Quite the collection you've got there man! Looks good.

What's all in it?


----------



## PhilinYuma (Aug 17, 2011)

Yeah, it does look interesting, but good you add a little desciption under each pic?


----------



## ImTheBugFreak (Aug 17, 2011)

Ryan.M said:


> Quite the collection you've got there man! Looks good.
> 
> What's all in it?


 :lol: Thanks!

I have 3 Adult Female African Twig Mantis, 2 Sub-Adult Male African Twig Mantis,

3 Texas Unicorn Mantis Nymphs,

1 L5 Male Budwing

1 Female T. Graminis, 1 Male T. Graminis, 1 Nymph T. Graminis,

And 2 I think Female Wide Arm Mantis

Also have 1 Avicularia Metallica 2+ inc Tarantula and 1 Ghost Ornamental 2+ inc Tarantula.

That's my collection so far! Some day I will build a huge shelf that takes up one whole wall in my room and set it up to hold a lot of mantids as I can already tell I will never get tired or stop collecting / breeding these wonderful creatures!


----------



## sppc9876 (Aug 18, 2011)

Really into the popa spurca I see. Nice setups! Your divider for the widearms reminds me of myself using the packaging from GreenOasis to separate my Sphodros as well.


----------



## ImTheBugFreak (Aug 18, 2011)

sppc9876 said:


> Really into the popa spurca I see. Nice setups! Your divider for the widearms reminds me of myself using the packaging from GreenOasis to separate my Sphodros as well.

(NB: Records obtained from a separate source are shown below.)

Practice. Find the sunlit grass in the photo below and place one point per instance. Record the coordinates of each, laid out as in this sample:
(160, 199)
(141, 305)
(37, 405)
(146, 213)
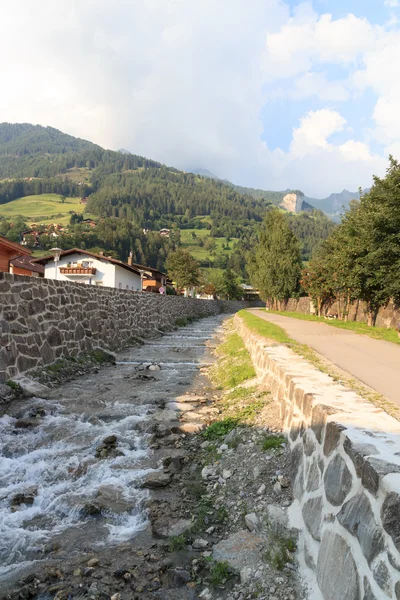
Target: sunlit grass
(378, 333)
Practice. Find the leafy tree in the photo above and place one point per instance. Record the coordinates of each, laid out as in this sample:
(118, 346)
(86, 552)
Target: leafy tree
(183, 269)
(275, 263)
(317, 278)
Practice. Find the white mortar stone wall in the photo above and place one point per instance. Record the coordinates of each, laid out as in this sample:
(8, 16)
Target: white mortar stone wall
(345, 475)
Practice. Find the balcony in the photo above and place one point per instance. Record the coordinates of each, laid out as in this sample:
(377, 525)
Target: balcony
(78, 270)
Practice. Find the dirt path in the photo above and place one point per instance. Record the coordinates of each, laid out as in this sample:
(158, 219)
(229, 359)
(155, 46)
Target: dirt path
(374, 362)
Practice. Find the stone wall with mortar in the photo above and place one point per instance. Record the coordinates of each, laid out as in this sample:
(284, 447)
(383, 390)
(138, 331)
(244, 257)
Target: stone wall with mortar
(42, 320)
(345, 476)
(386, 317)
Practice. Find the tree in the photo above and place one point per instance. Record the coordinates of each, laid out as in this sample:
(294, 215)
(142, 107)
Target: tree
(317, 279)
(275, 263)
(370, 245)
(183, 269)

Yeah I got 2 males and 3 females to try and mate them to get some ootheca's. Will be my 1st time ever doing that so I hope for the best!

Thank you! I really want to get some see threw plastic and cut it for the dividers. In time I will have the perfect setup but for now I think this will do.


----------



## catfish (Aug 23, 2011)

If you want cheap, rigid, cuttable transparent plastic for dividers try going to the grocery store and asking for a lid to the containers the cakes come in. I use them for aquarium covers for my fish and they work really well... not to mention being either free or nearly so.


----------